Powstanie mocnego piwa znad Bałtyku wpisywało się w ówczesne rynkowe tendencje.  Koźlaki, a przede wszystkim podwójne ich wersje były  w tamtym czasie powszechnie dostępne na rynku niemieckim. Porter Bałtycki, wzorowany na angielskich wersjach eksportowych , spełniał oczekiwania klientów z tego samego segmentu co Doppelbock.

Jak więc smakuje nasz bałtycki porter?

Dzisiaj jest to piwo dolnej fermentacji, więc trudno tu szukać ferii estrowych.

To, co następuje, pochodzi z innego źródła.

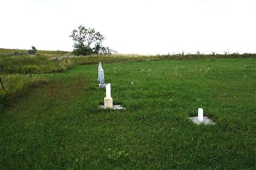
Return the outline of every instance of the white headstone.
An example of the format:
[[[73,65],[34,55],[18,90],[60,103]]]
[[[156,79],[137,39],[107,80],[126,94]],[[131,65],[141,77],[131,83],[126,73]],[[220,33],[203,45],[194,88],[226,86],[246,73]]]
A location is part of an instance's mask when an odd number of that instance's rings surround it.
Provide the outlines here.
[[[99,69],[99,87],[105,87],[106,84],[104,82],[104,70],[102,67]]]
[[[198,122],[201,123],[204,121],[204,110],[202,108],[198,109]]]
[[[106,98],[111,97],[111,90],[110,83],[107,84],[106,85]]]
[[[102,68],[102,63],[100,62],[99,62],[99,67],[98,67],[98,79],[97,79],[97,80],[98,81],[99,81],[99,80],[100,80],[100,68]]]

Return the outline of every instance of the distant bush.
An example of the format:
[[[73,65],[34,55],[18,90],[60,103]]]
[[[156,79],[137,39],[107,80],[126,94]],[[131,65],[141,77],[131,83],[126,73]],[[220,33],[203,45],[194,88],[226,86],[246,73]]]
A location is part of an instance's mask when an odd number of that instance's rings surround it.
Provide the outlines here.
[[[86,29],[80,25],[78,30],[73,30],[70,37],[74,41],[73,53],[77,55],[95,54],[110,54],[117,52],[104,47],[102,42],[105,37],[94,29]]]
[[[32,46],[31,49],[29,49],[28,51],[28,53],[29,54],[35,54],[36,53],[37,49],[36,49],[36,47],[35,46]]]

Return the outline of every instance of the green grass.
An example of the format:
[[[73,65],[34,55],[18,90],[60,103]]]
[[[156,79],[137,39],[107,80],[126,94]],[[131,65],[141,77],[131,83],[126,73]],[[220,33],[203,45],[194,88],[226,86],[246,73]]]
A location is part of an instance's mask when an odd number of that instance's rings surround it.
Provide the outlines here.
[[[33,75],[0,113],[0,169],[255,169],[256,59],[104,64]],[[188,117],[204,109],[214,126]]]

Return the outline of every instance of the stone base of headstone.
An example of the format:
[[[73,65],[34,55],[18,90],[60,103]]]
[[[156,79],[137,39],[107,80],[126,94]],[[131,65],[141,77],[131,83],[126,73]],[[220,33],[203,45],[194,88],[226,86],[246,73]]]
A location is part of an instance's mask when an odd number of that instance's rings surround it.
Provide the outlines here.
[[[99,105],[99,109],[105,109],[109,108],[105,108],[104,105]],[[125,108],[122,107],[120,105],[113,105],[113,108],[111,109],[113,110],[125,110]]]
[[[99,84],[99,87],[100,87],[100,88],[105,88],[105,87],[106,87],[106,84],[105,84],[105,83],[104,83],[104,84]]]
[[[190,119],[197,124],[215,125],[215,122],[211,120],[211,119],[207,116],[204,116],[203,122],[200,122],[198,121],[198,117],[197,116],[191,117]]]

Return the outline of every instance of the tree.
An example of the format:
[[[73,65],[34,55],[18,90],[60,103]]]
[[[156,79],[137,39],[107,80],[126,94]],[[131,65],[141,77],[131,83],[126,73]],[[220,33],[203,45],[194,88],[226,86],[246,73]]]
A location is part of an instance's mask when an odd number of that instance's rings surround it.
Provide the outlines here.
[[[102,45],[105,37],[95,29],[86,29],[81,25],[77,30],[73,30],[70,37],[74,41],[73,52],[76,55],[106,54],[116,52],[109,47],[105,47]]]
[[[31,49],[28,51],[28,53],[29,54],[35,54],[36,53],[37,49],[36,49],[35,46],[32,46]]]

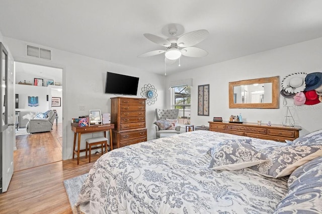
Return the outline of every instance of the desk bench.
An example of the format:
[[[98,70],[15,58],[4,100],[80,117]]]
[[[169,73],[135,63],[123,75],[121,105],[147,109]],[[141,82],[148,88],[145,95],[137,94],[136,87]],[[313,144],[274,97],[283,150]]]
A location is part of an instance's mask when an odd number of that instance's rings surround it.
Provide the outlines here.
[[[76,126],[71,126],[71,130],[74,132],[74,145],[73,147],[72,159],[73,159],[75,155],[77,155],[77,164],[79,164],[79,153],[85,151],[86,149],[79,149],[80,147],[80,136],[82,134],[90,134],[94,132],[104,132],[104,137],[106,137],[106,131],[110,131],[110,143],[112,145],[112,129],[114,128],[114,124],[93,125],[89,126],[79,127]],[[76,147],[76,139],[77,138],[77,150]],[[95,149],[95,148],[93,148]],[[111,150],[113,149],[112,146]]]

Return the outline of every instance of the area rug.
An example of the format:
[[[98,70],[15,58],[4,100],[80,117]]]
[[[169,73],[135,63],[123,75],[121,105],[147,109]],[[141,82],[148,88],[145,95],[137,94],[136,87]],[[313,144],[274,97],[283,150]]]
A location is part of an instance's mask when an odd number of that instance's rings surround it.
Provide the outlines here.
[[[68,180],[64,180],[65,189],[68,197],[70,207],[74,214],[80,214],[80,211],[78,206],[75,206],[76,201],[78,198],[78,194],[80,191],[80,188],[86,179],[88,173],[84,174]]]
[[[31,134],[27,132],[26,128],[20,128],[18,129],[18,131],[16,130],[16,136],[20,135],[26,135],[27,134]]]

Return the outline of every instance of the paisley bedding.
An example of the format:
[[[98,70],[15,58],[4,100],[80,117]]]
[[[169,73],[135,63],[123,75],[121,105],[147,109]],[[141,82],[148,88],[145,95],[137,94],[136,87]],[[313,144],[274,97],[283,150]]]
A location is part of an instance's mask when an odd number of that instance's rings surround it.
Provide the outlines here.
[[[257,150],[287,145],[199,130],[114,149],[94,164],[76,205],[87,213],[272,213],[288,177],[209,168],[211,148],[240,139]]]

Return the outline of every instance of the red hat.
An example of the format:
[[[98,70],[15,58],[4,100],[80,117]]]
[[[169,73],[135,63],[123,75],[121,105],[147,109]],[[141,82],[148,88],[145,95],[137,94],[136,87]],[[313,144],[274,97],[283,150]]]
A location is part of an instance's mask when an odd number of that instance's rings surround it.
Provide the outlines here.
[[[305,105],[315,105],[320,103],[320,101],[318,100],[318,96],[316,94],[316,92],[315,90],[311,90],[310,91],[307,91],[304,92],[306,98],[306,100],[304,103]]]

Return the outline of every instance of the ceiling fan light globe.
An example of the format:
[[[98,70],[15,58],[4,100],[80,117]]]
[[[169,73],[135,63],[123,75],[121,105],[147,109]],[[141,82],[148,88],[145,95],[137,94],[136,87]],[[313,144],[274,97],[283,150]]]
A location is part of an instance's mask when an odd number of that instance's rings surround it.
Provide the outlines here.
[[[181,52],[177,49],[170,49],[166,52],[166,57],[169,60],[177,60],[181,56]]]

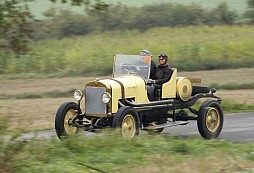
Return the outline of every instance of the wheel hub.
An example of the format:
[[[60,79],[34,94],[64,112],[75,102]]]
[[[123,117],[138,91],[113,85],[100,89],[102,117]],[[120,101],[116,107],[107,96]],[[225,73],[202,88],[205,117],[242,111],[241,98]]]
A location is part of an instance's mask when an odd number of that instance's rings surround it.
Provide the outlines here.
[[[207,111],[206,127],[212,133],[216,132],[216,130],[219,128],[219,124],[220,124],[219,116],[220,115],[217,109],[215,108],[210,108]]]

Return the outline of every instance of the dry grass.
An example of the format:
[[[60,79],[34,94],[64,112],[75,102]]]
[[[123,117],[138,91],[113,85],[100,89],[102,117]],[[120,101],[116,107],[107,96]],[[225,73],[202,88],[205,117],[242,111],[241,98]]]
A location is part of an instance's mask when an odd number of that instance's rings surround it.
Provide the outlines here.
[[[172,157],[172,156],[171,156]],[[127,172],[139,173],[231,173],[231,172],[244,172],[246,168],[252,168],[253,165],[248,163],[242,158],[227,157],[222,154],[212,153],[205,159],[190,158],[189,161],[174,161],[169,157],[155,156],[151,160],[151,164],[135,168]],[[163,166],[162,166],[163,165]]]
[[[202,72],[180,72],[180,76],[201,77],[202,83],[224,84],[228,82],[248,83],[254,81],[254,68],[236,70],[216,70]],[[109,78],[110,76],[107,76]],[[105,78],[105,77],[101,77]],[[68,91],[82,89],[86,82],[95,77],[15,79],[0,80],[0,95],[23,93],[45,93],[48,91]],[[234,103],[254,104],[254,90],[219,90],[222,100]],[[14,99],[0,100],[0,118],[8,117],[11,128],[26,130],[54,128],[55,113],[63,102],[74,101],[70,98]]]
[[[254,82],[254,68],[241,68],[229,70],[181,72],[179,76],[201,78],[203,84],[251,83]]]

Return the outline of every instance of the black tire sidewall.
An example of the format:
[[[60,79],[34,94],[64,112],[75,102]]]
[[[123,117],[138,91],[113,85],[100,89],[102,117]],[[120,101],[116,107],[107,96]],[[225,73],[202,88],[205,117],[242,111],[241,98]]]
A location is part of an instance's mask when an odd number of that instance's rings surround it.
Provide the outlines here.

Będziemy wyczuwali inne owocowe smaki, a mianowicie wszelkiego rodzaju suszone owoce. Śliwki, wiśnie i rodzynki będą znaczącym elementem porterowego bukietu, jednak ich źródłem nie są pracowite drożdże, a spora ilość karmelu, który dostarczany jest z wraz z ciemniejszymi wersjami słodów. Ogólnie rzecz ujmując, to właśnie dzięki dolnej, chłodniejszej fermentacji  doceniamy aromaty pochodzące od słodu. Oprócz wybitnego charakteru słodowego i karmelowego wyczujemy też sporą dozę zapachu palonego. Jako że trunek ten ma potężny ekstrakt początkowy, wręcz do 22° Plato, zawartość alkoholu może osiągnąć nawet 10%. Piwo jest przy tym bardziej słodkie, jednak zawsze powinno być zrównoważone odpowiednim poziomem kwaśności i wyraźnie podwyższoną goryczką. Ta ostatnia powinna być długa, mocna, jednak nieostra czy nazbyt drapiąca. Jest to piwo pełne i aksamitne. Przekombinowane karmelem staje się ostre jak tarka i pozostawia nieprzyjemne wrażenia. Mimo, że ekstrakt początkowy jest wysoki, piwo można zakwalifikować do tych bardziej odfermentowanych. Na końcu i tak zostaje sporo treści, jednak trzeba uważać aby nie było jej zbyt dużo, aeby piwo nie było zbyt słodkie, ulepne. Trunek winien być klarowny, bardzo ciemny, a może nawet być nieprzejrzyście czarny jak stout. Zwykle jednak powinien być ciemnobrązowy z rubinowymi przebłyskami światła. Porter Bałtycki winien wdzięczyć się kremową, trwałą pianą w kolorze beżowym, wyraźnie zabarwioną w kolor piwa.

Uwarzyć portera

Aby osiągnąć kompleksowy charakter i poprawny balans smaków i aromatów potrzebujemy poprawnej receptury i ścisłego jej przestrzegania. Brzmi  jak „oczywista oczywistość”, jednak są to warunki bezwzględne, aby powstał prawdziwy porter.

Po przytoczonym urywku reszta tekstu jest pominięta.